As Ashton got better at the game, his father studied online and began coaching his son, urging him to triple-check each move. They play together a few times a week now and Ashton usually wins.
Ashton’s growing collection of trophies from regional tournaments line a shelf in the living room of the family’s Amherst home.
The state trophy was his 31st win and the most prestigious. At the Saratoga Hilton, Ashton played kids who are on school chess teams and who studied the game as thoughtfully as he does.
“They think more,” he said. “They come up with better plans.”
After winning six games, averaging an hour each, he won the state championship in a tie-breaker. He and a girl from Connecticut played a five-minute game, a quick kind of play that Ashton wasn’t used to.
“Five minutes is not my thing,” he said.
His parents waited outside – as all parents must during games – and, as usual, worried.

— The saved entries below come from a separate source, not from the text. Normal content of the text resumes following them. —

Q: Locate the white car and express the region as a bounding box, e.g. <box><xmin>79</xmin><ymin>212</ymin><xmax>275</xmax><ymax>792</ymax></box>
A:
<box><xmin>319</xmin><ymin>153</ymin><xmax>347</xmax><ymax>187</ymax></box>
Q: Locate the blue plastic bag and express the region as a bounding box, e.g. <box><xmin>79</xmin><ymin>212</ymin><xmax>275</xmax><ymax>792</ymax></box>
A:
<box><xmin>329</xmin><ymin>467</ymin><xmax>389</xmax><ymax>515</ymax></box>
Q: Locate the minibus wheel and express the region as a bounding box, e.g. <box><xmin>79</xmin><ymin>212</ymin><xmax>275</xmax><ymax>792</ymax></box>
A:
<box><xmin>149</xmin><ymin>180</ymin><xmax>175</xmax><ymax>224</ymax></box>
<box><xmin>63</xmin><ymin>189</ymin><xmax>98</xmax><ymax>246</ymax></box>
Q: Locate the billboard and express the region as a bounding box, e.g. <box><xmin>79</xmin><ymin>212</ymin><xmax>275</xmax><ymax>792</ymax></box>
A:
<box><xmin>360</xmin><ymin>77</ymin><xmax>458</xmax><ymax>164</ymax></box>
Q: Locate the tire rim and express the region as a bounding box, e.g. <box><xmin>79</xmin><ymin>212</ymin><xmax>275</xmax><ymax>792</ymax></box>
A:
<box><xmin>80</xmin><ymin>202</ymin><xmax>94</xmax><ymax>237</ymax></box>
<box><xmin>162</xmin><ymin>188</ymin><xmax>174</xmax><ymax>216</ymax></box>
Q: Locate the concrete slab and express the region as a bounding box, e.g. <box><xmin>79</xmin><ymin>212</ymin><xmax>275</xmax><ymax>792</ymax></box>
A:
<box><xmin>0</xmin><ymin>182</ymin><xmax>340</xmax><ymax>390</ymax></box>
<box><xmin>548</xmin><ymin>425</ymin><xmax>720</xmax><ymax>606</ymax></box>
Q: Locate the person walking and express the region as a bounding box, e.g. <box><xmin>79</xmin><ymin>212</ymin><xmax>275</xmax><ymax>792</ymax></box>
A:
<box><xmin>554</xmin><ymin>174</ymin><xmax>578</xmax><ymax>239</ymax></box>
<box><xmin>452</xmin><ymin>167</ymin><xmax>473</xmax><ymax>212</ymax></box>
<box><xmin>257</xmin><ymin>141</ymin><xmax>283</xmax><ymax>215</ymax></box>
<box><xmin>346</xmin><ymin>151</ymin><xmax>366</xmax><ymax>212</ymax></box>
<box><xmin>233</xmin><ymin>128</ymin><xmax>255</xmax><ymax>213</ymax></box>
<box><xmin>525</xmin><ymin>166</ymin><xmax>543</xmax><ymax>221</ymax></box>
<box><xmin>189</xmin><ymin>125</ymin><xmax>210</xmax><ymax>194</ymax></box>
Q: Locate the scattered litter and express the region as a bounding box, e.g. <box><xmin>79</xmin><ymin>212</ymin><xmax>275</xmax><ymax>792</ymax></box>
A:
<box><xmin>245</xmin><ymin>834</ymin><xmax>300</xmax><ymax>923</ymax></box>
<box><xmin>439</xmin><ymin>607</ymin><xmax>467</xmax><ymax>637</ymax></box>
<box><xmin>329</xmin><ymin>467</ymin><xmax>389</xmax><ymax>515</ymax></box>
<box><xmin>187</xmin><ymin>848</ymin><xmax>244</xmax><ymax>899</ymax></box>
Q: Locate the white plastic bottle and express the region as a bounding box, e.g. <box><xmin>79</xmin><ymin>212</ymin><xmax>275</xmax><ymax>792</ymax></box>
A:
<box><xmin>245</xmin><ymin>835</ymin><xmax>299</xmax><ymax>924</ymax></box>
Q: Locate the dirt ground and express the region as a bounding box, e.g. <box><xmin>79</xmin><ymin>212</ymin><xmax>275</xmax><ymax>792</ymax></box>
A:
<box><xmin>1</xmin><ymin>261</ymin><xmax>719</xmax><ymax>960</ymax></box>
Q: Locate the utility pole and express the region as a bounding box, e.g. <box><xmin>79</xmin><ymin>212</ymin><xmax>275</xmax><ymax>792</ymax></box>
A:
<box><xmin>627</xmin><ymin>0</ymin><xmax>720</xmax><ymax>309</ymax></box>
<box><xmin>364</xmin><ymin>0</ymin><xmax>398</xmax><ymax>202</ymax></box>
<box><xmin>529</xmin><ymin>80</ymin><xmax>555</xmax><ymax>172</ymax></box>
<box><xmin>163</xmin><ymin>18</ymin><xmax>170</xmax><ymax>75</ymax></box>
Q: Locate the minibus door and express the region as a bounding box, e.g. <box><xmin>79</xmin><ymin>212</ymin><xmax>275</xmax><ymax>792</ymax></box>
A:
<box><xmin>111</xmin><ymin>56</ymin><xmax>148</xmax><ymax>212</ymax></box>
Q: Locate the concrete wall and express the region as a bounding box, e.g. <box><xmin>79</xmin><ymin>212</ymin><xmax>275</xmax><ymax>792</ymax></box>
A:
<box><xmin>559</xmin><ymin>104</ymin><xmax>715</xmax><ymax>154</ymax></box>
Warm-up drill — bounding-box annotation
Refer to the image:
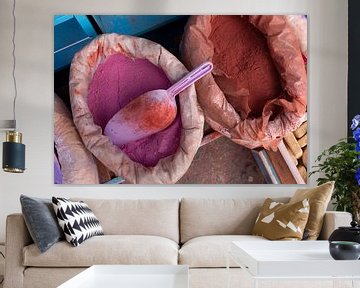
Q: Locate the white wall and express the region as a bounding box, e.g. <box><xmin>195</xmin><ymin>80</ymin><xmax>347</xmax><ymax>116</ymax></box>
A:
<box><xmin>0</xmin><ymin>0</ymin><xmax>348</xmax><ymax>242</ymax></box>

Ashton won the game quickly with a checkmate using his knights.
When he described how he did it, his mother cried with happiness. They had all worked hard practicing and traveling.
“We were waiting for this for four years," she said. “It was a long wait.”
While they talked last week, father and son played a quick game quietly, sitting on the floor, leaning pensively into the board.
Every so often, Ashton broke the silence to tease his father. His collection of captured pieces grew in a pile beside him.
“Alert. Alert. Alert. I will beat my dad in four moves.”
His mother, watching from the couch, agreed.
“My husband is going to lose.”
Ashton laughed and gave his father a tip.
“If the queen captures the knight, it’s the only way to stop my move.”
His father took the advice and their game lasted a little longer.
“Checkmate,” Ashton said as he jumped up and lifted his arms in victory.
“And that’s how you beat regular, ordinary parents,” he said with a smile.